Say yes to a drink but conveniently leave it places/ tip it into plants/swap for DPs empty glass (he has to be quick and empty his as soon as he can). If you are sat around a table with them you can ....pretend to take sips. Ask for tap water, get everyone glasses and just shuffle your glass of drink around/out the way. I found it you don't draw attention to it people really don't notice! You could even round it off with a 'my I feel tipsy, think Ill give the next one a miss'
I've got work drinks tonight and that is always tricky because people always do a big 'whats everyone having then' announcement before each round...
I was going to say I'd given it up for Lent but they saw me drinking a month ago, so now I'm a bit stuck.
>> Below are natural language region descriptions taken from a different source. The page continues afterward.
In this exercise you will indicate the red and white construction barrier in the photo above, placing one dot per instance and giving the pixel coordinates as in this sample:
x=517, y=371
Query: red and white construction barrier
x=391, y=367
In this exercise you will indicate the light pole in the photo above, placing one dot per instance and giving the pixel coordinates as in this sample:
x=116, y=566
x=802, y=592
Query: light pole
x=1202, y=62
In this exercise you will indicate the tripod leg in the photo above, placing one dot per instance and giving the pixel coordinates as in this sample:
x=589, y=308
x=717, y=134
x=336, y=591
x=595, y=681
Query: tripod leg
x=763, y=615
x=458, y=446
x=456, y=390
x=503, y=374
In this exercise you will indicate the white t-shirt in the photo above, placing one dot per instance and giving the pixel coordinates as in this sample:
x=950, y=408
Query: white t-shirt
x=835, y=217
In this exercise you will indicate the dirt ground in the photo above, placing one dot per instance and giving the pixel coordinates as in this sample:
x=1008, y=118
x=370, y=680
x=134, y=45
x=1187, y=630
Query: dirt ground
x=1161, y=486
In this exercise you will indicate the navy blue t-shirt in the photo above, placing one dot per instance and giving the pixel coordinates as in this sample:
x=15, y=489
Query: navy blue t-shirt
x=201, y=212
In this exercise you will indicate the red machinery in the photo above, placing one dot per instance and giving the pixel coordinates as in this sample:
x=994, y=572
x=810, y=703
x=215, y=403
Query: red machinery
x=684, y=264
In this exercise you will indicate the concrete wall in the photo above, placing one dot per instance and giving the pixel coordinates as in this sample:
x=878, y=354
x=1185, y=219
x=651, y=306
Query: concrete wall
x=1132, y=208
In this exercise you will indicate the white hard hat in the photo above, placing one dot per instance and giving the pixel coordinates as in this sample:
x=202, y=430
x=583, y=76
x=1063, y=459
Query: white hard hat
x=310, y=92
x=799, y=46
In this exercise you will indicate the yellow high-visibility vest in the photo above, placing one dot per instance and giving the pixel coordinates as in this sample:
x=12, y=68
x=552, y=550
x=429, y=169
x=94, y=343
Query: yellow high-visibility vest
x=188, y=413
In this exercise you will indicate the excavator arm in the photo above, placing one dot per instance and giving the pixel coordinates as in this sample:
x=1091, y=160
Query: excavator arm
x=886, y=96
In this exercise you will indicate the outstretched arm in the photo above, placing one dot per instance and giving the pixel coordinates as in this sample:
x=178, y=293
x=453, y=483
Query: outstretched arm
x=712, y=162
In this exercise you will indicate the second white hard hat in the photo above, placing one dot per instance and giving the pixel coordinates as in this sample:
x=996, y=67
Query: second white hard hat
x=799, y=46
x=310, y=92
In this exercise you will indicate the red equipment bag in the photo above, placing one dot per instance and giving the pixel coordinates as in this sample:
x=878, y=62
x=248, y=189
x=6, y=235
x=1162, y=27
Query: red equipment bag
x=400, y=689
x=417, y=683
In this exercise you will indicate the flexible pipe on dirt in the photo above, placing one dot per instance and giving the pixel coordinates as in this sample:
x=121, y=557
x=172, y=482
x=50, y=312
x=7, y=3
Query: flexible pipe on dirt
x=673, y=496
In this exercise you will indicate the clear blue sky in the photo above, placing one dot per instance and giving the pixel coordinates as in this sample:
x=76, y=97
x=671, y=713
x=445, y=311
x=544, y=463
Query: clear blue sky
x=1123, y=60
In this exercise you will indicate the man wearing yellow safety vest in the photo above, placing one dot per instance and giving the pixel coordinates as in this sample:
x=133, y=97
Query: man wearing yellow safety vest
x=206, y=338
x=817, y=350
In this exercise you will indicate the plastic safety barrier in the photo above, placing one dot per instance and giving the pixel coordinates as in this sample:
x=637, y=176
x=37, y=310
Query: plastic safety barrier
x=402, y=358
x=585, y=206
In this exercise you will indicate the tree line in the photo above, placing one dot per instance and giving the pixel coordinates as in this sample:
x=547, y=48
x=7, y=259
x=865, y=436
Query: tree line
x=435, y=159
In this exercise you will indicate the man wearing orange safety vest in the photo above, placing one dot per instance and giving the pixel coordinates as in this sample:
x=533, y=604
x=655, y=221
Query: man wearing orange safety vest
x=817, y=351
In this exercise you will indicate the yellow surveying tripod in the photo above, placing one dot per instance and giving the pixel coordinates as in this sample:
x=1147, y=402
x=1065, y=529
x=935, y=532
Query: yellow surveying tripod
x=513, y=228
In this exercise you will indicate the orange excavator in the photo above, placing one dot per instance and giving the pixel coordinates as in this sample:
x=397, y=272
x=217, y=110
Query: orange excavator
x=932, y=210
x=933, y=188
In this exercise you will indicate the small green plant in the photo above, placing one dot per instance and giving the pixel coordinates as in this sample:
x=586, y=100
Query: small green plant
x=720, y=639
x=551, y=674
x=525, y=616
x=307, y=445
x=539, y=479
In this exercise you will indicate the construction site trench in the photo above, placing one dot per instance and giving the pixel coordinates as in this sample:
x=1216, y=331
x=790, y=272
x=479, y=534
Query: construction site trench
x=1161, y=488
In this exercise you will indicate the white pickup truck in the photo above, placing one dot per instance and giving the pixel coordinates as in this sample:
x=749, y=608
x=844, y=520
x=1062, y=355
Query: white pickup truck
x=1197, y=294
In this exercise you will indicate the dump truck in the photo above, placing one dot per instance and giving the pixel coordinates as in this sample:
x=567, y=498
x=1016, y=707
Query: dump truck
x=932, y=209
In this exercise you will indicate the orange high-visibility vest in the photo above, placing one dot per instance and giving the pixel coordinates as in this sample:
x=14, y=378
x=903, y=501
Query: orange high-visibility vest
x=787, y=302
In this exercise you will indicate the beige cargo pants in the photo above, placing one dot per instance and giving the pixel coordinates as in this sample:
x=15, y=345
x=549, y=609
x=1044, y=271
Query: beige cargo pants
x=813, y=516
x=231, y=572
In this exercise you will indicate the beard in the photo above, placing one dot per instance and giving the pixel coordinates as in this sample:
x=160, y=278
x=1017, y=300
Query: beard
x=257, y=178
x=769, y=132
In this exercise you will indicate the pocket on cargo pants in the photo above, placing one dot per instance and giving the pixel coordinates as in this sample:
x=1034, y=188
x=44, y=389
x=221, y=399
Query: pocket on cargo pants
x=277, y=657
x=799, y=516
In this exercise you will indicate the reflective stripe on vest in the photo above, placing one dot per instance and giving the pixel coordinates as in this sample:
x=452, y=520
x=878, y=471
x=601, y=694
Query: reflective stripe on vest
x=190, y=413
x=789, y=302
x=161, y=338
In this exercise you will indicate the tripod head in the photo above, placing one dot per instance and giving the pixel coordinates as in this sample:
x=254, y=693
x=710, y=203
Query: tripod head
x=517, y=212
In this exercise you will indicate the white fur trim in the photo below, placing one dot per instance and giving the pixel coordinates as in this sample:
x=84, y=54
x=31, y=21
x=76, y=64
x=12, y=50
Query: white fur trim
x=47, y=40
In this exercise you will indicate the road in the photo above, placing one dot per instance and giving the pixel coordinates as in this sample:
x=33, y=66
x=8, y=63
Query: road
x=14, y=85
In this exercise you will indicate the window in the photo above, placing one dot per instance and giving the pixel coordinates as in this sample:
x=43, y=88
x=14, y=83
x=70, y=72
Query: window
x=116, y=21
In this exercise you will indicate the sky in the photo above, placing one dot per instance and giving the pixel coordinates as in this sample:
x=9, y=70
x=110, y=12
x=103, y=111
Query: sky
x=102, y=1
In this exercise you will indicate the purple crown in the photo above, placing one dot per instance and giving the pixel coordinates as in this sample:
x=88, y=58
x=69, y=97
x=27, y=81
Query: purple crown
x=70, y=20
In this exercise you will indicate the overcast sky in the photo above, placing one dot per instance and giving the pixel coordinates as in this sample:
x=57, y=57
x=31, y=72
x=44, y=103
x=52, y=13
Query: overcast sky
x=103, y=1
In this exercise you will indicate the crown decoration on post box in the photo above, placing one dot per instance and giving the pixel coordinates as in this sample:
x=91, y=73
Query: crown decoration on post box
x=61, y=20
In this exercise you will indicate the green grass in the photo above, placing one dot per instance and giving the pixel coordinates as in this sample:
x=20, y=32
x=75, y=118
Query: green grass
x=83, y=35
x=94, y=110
What have others done where you can get a drink and then not drink it?
Maybe it will have to be anti-biotics....
Vocalista - Could you pull off having given up for Lent and fallen off the wagon last time?
I could, although they may try their best to persuade me to fall off again... I will have to stick to my guns.
Good plan, thanks!
I think it'll have to be "antibiotics" over the weekend as there's generally not enough, er, activity going on that drink-shuffling shenanigans would go unnoticed
DP's folks aren't nosy, so if they have suspicions, they'll keep it to themselves, which is fine. Hopefully, it'll only be a few weeks before we're ready to tell them.
And now I've got all those other ideas ready for more dynamic situations like with the work-mates, so maybe I won't have to avoid them completely after all, as was my best plan so far
(Also, VisualiseAHorse's suggestion to shut up questions about the antibiotics by saying it's a girly issue made me absolutely LOL. I likely wouldn't be able to keep a straight face, though, and will need to claim something tamer. I think dental problems are a reasonable bet. Unfortunately, that won't be difficult for anyone to believe of me.)
Thanks for the help!
People will suss. The odd glass of wine won't hurt so u could ask for spritzer and get dh to pour it as appletize or schloer
Vocalista - but it's easier to stick to your resolution when we are soooo close to the end date
The other option could be bad back and strong pain killers - this is easier to get away with i think - and could also explain why you might need a lie down, and don't fancy drink etc. No-one can disprove back ache - it is entirely subjective.
all though be prepared for kind MIL to get out deep heat cream and warming packs!
I've been thinking about this over the last couple of days because DP and I are TTC.
I'm going to say, ''I'm on a diet'' if anybody asks. I'll only really have this problem at MIL's house as nobody in the family really drinks apart from me and her, so she loves it when I come over and she has an excuse to crack open the vino
I have found this virtually impossible and as a result avoid all situations with booze and friends. I did manage to hide it in a big group for a birthday as I could order tonic without gin. But smaller groups eg dinner. And drinks with girlfriends, which I used to do at leat once a week, are impossible. We are basically big lushes whose social lives often involved booze, so refusing a drink is faced with incredulity.
I was hoping I would be one of those people who really went off the thought, smell, taste of booze. Sadly I'm not and would love a drink. I haven't indulged. Bah!
Congratulations on the pregnancy!
I would use the diet excuse, but I don't drink much anyway so no one's noticed any difference and I haven't had to explain myself. (I'm 10 weeks).